Para esse grupo, o convite dao Papa para ir a Cuba poderia ser decisivo, pois nada teria repercussão maior no continente e, inclusive, no mundo, recolocando Cuba como um espécie de Meca da nova revolução católica-socialista. Enfim, uma aparente cartada de mestre.
Mas os que jogam o jogo do poder humano cometem o erro de não acreditar no poder divino. Acham que manipulam a Igreja e chegam até dar a impressão, em certos momentos, de terem êxito.

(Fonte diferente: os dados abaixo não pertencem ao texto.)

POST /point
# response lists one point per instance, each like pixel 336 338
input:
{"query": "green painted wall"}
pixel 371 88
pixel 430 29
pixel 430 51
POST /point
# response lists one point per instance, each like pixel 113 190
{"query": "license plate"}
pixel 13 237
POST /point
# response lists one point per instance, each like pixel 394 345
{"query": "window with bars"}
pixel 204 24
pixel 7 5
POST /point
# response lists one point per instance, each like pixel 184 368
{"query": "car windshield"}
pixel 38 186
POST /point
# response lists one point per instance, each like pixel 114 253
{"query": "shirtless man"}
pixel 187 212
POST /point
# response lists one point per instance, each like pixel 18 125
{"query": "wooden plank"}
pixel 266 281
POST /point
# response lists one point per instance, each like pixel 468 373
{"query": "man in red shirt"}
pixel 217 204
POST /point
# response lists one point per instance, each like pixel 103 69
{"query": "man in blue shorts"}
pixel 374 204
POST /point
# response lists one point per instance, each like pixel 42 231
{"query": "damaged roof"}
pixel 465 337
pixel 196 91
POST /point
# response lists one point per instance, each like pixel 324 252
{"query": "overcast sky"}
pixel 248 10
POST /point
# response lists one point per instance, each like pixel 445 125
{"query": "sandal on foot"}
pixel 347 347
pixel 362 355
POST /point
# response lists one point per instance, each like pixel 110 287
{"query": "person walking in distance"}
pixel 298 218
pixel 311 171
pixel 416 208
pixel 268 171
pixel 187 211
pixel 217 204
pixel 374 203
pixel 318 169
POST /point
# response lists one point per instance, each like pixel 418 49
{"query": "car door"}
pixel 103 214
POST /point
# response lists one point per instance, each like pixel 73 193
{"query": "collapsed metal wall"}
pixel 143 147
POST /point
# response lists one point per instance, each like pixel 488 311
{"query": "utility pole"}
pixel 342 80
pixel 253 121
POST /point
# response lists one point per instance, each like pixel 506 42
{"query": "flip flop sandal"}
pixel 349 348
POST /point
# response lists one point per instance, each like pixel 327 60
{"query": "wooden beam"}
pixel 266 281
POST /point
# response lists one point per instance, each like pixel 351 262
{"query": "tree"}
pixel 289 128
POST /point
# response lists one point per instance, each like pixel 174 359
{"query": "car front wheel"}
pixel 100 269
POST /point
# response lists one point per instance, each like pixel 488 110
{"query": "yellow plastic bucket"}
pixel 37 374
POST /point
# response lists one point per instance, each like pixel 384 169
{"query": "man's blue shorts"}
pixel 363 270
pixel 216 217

Se há alguém que enfrenta o colosso americano não é Fidel. É o Papa. Se há alguém que enfrenta o tirano caribenho, não é o embargo americano. É o Papa. Se há um Revolução a ser feita na América Latina é a pregada pelo Papa. Não a pregada por Frei Betto. Se há uma opção verdadeira pelo social não é a de Che, por mais que tenha pretendido lutar pelos pobres. A verdadeira opção pelo social é o amor de Cristo pelos pobres seres humanos, comprovada pela Igreja, através dos séculos, e que hoje é representada pelo Papa que convoca a todos para a solidariedade e não para a tirania dos iluminados. Não é de todo impossível que se escreva outra história, diferente do ‘‘romance’’ imaginado por Frei Betto, pois o homem põe e Deus dispõe. Fidel pode se transformar no Grande Convertido. Pode cair do cavalo, como aconteceu com São Paulo. Seria um primeiro tirano, de índole marxista, a converter-se pelo carisma do Papa, à sua antiga religião, tal como acontece com muitos jovens, que andam por ínvios caminhos, mas voltam à casa do Pai. Será esta a maior Revolução do Fim do Século e, talvez, venha, até, a ser acompanhada pela conversão de Frei Betto e, quem sabe, pela de Frei Boff. Um grande epílogo para um triste novela, comprovando que, de um grande mal, pode se tirar um grande bem.
- JOSÉ CARLOS GRAÇA WAGNER é advogado e coordenador de Assuntos Internacionais do Instituto Tancredo Neves de São Paulo.